Встаю, припадая на ногу, выпрямляюсь, становясь в исходную позицию. Рядом Лита, одна из тех девушек, что собирает монеты после представления. Учит меня уже неделю танцевать. У Салиха свои представления о наказании рабов. Если ошибаюсь я, то наказывает нас обеих. Страшно и жестоко. Лита ненавидит меня, обжигает взглядом. Ее тело сплошь покрыто синяками, ничуть не меньше, чем мое.

Снова музыка, снова холод и боль в уставшем теле. Вот какая она свободная жизнь. Ее не существует. Уходишь от одних проблем и тут же падаешь в объятия других. Жизнь внимательно следит, не прощает ошибок. Я не ценила того, что имела. Не хотела быть наложницей, а стала рабыней. Глухо щелкнул замок на клетке новой жизни вдали от дома. Сказок не бывает. Лишь мир, который далек от совершенства, манит глупых людей вроде меня сладким запахом свободы, загоняет в ловушку и запирает в клетку реальности.

Шаг, поворот, снова холод обжигает разгоряченное тело. К костру из мрака надвигающейся ночи выходит маг. Сбиваюсь с ритма и снова падаю. Предательская дрожь ужаса возвращается. Салих выполнил свое обещание, познакомил с настоящим магом. Только кто сказал, что они все честные и добрые, как в книгах? Нет, далеко не такие. Страшные люди, что упиваются своей властью, превосходством над другими. Теперь на моем плече печать. Та, что не смоешь никакой водой, сколько ни три, хоть до кровавого мяса. Магическая печать послушания. Любой шаг в сторону карается болью. Уж лучше пусть бьют, чем снова почувствовать действие печати. Она выкручивает внутренности, рвет нервы.

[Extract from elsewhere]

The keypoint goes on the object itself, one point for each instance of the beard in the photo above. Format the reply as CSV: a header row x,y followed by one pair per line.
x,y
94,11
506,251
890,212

Я стала куклой в чужих руках. Каждый миг в голове проносится сотня мыслей, страшных образов того, что меня могут заставить сделать. Руки опускаются, мир окрасился в серый цвет безнадежности с черными разводами ужаса. Даже умереть я не смогу по собственной воле.

– Опять? – тихие шаги мага. Он склонился надо мной, лаская тихим шепотом.

– Не надо, – заставил облегченно выдохнуть голос Салиха. – Иногда твоя жестокость переходит все границы. Мне нужны здоровые и здравомыслящие рабыни. Они товар. Не забывай об этом.

– Как скажешь, – в голосе мага сквозит сожаление. Сжимаюсь, обхватывая колени руками. Так хочется обратно домой. Готова часами слушать нотации тети, ехать куда угодно, лишь бы не оказаться здесь, не вспоминать эту боль.

Подходит один из воинов. Сжимает в руке странную палку. Салих зовет ее хлопушкой. Длинная гибкая жердь с широким плоским концом, обмотанным тканью. Бьет больно, но кожу не ранит. Лишь синяки по всему телу, как воспоминание. Товар портить нельзя. Больше себя, кажется, этот человек любит только деньги.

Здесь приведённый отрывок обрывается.